Sin embargo, en medio de este escenario también han surgido señales inesperadas desde la sociedad civil iraní. En distintas ciudades del mundo, miembros de la diáspora iraní han realizado manifestaciones expresando su deseo de libertad y su oposición al régimen que gobierna su país. En algunos de estos espacios se han visto incluso gestos de agradecimiento hacia Israel, interpretando que la presión militar y política sobre el régimen podría abrir la puerta a un futuro diferente para el pueblo iraní.

Estas expresiones no representan necesariamente a toda la población iraní, pero muestran que dentro del propio pueblo existe una diversidad de opiniones y un profundo anhelo de libertad y cambio.

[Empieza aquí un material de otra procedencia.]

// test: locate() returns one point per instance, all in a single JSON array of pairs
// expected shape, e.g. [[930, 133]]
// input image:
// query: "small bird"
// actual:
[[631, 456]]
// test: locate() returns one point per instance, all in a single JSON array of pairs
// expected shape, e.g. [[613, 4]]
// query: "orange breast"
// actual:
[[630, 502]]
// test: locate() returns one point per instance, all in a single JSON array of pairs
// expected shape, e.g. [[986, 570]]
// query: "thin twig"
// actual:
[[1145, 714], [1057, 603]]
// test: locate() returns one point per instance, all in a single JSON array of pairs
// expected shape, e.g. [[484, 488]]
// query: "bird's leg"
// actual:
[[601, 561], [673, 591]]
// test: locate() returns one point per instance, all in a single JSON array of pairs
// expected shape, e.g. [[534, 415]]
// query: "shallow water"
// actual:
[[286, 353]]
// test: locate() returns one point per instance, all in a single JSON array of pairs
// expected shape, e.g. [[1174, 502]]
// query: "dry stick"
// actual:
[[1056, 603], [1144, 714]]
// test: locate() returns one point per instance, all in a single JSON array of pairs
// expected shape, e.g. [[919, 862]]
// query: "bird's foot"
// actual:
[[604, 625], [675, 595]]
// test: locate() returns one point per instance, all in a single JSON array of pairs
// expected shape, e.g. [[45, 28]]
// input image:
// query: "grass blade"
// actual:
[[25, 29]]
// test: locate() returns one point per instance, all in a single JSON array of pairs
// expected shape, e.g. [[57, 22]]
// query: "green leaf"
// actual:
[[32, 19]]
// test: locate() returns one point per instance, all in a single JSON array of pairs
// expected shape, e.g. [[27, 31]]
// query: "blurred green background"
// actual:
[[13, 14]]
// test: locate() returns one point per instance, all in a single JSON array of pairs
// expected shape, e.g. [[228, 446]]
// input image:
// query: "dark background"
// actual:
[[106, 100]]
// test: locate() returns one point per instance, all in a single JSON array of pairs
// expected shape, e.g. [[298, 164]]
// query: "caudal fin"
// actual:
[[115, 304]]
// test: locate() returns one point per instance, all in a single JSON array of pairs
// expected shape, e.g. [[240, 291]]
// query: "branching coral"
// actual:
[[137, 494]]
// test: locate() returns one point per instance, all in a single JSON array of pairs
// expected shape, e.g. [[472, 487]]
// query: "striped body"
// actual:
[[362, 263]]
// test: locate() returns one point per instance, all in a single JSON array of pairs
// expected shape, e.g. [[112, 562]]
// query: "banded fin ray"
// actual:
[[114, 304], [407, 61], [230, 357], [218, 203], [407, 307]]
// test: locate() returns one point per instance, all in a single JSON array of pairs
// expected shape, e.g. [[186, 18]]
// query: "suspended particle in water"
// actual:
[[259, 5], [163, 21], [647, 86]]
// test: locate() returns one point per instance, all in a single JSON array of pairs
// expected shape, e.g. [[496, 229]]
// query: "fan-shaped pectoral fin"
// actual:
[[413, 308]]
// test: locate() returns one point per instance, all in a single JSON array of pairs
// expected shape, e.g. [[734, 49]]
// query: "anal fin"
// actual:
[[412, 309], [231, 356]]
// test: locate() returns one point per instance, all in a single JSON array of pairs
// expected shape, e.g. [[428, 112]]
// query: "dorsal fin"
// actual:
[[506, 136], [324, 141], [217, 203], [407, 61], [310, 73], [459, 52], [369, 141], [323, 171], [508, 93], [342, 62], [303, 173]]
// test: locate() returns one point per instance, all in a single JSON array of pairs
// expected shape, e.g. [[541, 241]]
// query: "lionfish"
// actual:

\Una reflexión cristiana ante la guerra

Frente a conflictos tan complejos, la respuesta cristiana no puede ser el odio ni la indiferencia. La Biblia llama a los creyentes a orar por la paz y a buscar la reconciliación.

El Salmo 122:6 declara:“Pedid por la paz de Jerusalén; sean prosperados los que te aman.”

Asimismo, la historia ha demostrado que el antisemitismo ha causado sufrimiento profundo al pueblo judío a lo largo de los siglos. Los cristianos estan llamados a rechazar toda forma de odio contra el pueblo judío, recordando que Jesús mismo nació dentro de ese pueblo y que la historia bíblica está profundamente ligada a Israel.

Al mismo tiempo, la fe cristiana nos invita a defender la dignidad de todos los pueblos y a rechazar ideologías que promuevan la destrucción o el exterminio de otros.

Por ello, el llamado para los creyentes hoy es claro: orar por la paz, rechazar el antisemitismo y también evitar que el antisionismo se convierta en una forma moderna de negar la existencia o el derecho a la seguridad del pueblo judío.

En medio de guerras y tensiones globales, los cristianos deben recordar las palabras de Jesús en Mateo 5:9:

“Bienaventurados los pacificadores, porque ellos serán llamados hijos de Dios.”

La historia continúa escribiéndose, pero la iglesia está llamada a ser luz en medio de la oscuridad, proclamando que la verdadera esperanza para las naciones no proviene de la guerra, sino del Reino de Dios y del Príncipe de Paz.